Studio album by Víctor Jara
- Released: 1970
- Genre: Folk; protest;
- Length: 37:43
- Label: Odeon
- Producer: Víctor Jara

Víctor Jara chronology
| Pongo en tus manos abiertas (1969) | Canto libre (1970) | El derecho de vivir en paz (1971) |

= Canto libre =

Canto libre is the fifth studio album by Chilean singer-songwriter Víctor Jara, released in 1970 by Odeon. In this album, he had the support of Inti-Illimani and Patricio Castillo.

== Background and recording ==
In 1969, he had released Pongo en tus manos abiertas, an album that «begins the protest work in full swing and with it intensely promotes Salvador Allende's presidential candidacy. Along with other singers he is part of the group called "the nueva canción chilena".» In the recording of this album, Victor had the accompaniment of Patricio Castillo, and Chilean group Inti-Illimani, that he met in 1967 while he was directing La remolienda.

== Artwork ==
Rubén Nouzeilles was in charge of the artistic direction. For the cover of the album "he insisted that the cover be the close-up of a rickety padlocked door, so that when the cover was opened a dove seemed to fly out of the interior."

== Release ==
Canto libre was released in 1970 by Odeon. In Spain, it was released in 1978 by Movieplay, and by Fonomusic in 1986 and 1994. In 1981, it was released by Pläne in Germany, and in 1993, it was re-issued by Monitor Records label in Chile.

== Reception ==

Australian newspaper The Sydney Morning Herald felt that the album "is a very bright piece of music using primitive folk music instruments of Latin America." arwulf arwulf wrote in AllMusic that "Jara sang beautifully, always expressing his thoughts and viewpoints with unflinching honesty, playing his guitar alone or surrounded by folk musicians from nations and cultures all over Latin America." He also added that "Jara's egalitarian discipline of cultural solidarity is manifest at various points in this collection" and "Victor Jara's spirit transcends all language barriers.

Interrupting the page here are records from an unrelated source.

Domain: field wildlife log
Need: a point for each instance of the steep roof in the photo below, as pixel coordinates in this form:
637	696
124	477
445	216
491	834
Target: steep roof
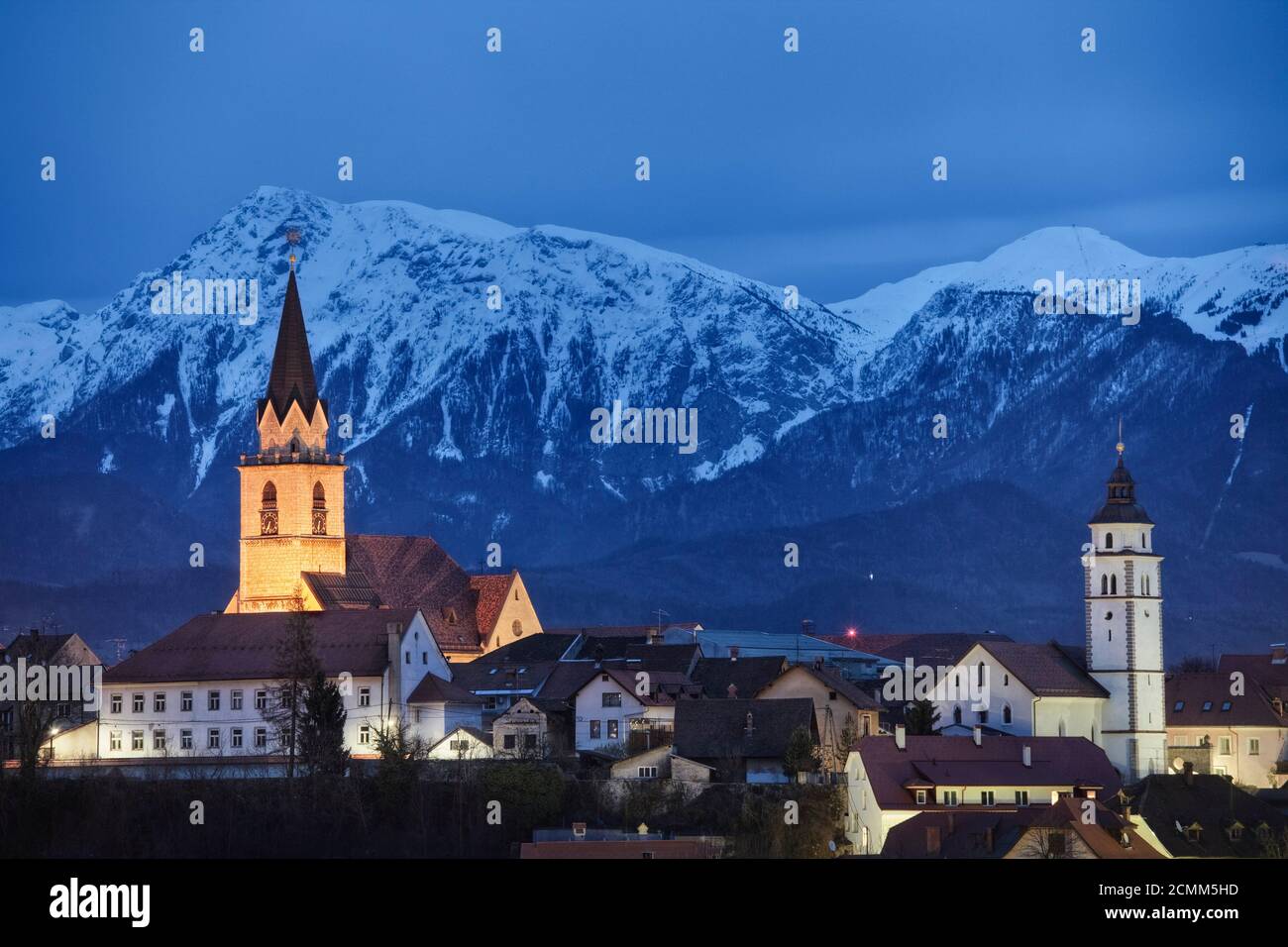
719	729
1121	504
855	694
434	689
747	674
489	591
291	376
1171	804
997	762
930	648
1202	699
416	573
243	647
1047	671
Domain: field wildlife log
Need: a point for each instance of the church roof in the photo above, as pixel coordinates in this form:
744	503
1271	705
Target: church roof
416	573
1121	504
291	376
1047	671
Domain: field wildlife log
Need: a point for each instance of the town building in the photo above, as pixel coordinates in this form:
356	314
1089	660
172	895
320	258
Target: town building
1227	728
892	781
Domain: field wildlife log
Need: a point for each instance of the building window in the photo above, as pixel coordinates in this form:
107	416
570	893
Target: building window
1056	844
268	510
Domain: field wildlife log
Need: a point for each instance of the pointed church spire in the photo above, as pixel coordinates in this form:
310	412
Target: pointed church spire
1121	504
291	376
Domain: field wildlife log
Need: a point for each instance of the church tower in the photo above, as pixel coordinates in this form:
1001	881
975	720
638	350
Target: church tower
1125	628
291	488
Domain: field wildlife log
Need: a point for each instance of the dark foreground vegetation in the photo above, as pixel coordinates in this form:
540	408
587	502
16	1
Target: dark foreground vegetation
477	810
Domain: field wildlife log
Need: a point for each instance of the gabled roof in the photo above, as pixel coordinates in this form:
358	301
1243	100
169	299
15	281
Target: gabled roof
1189	693
1211	801
931	648
956	762
291	376
719	729
747	674
46	648
1047	671
861	698
416	573
243	647
434	689
490	591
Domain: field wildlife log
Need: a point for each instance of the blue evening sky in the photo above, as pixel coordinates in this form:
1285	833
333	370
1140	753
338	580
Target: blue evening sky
810	169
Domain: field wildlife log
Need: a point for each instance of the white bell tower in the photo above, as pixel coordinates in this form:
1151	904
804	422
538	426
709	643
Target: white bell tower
1122	589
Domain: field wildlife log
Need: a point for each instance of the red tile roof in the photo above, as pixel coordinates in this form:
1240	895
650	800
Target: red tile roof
999	762
244	647
490	592
416	573
434	689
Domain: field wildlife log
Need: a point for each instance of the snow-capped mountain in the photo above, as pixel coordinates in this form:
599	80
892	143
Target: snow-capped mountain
473	423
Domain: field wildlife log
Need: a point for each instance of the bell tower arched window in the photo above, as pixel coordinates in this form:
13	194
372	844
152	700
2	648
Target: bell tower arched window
268	510
318	509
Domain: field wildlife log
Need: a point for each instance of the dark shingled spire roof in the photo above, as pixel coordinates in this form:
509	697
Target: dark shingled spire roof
1121	505
291	377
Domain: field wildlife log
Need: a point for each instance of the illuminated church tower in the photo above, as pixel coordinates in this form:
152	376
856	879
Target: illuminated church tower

Like his voice and the instrumentation, the poetry is tremendously moving".

Professional ratings
Review scores
| Source | Rating |
| AllMusic |  |

==Track listing==
1. "Inga" - (Peruvian folk)
2. "Canción del arbol del olvido" - (A. Ginastero - F. Silva Valdez)
3. "La pala" - (Victor Jara)
4. "Lamento borincano" - (R. Hernández)
5. "Ventolera" (Instrumental) - (Victor Jara)
6. "El tinku" - (Bolivian tonada)
7. "Angelita Huenuman" - (Victor Jara)
8. "Corrido de Pancho Villa" - (Mexican folk)
9. "Caminando, caminando" - (Victor Jara)
10. "Quién mató a Carmencita" - (Victor Jara)
11. "Canto libre" - (Victor Jara)

== Legacy ==
In September 2018, Mil Guitarras para Victor Jara was held, in which songs from the album such as "Angelita Huenuman", "Ingá", "La Pala" and its homonymous song were interpreted. The album title was used in various tributes to Victor and Chilean music. In December 9, 2018, a free event was held at University of Chile, Estación Central named after the title of the album, Canto Libre: una avenida para Victor Jara. In 2020, a tribute to Chilean music was entitled "La ruta del canto libre" and held in the General Cemetery. The event honored Rolando Alarcón, Violeta Parra, Eduardo "Gato" Alquinta, Sergio Ortega, Roberto Parra and Jara. In 2022, it was made again, on this occasion he honored Nino Garcia, Willy Oddo from Quilapayún, Richard Rojas, Ester Gonzalez from Duo Lonqui.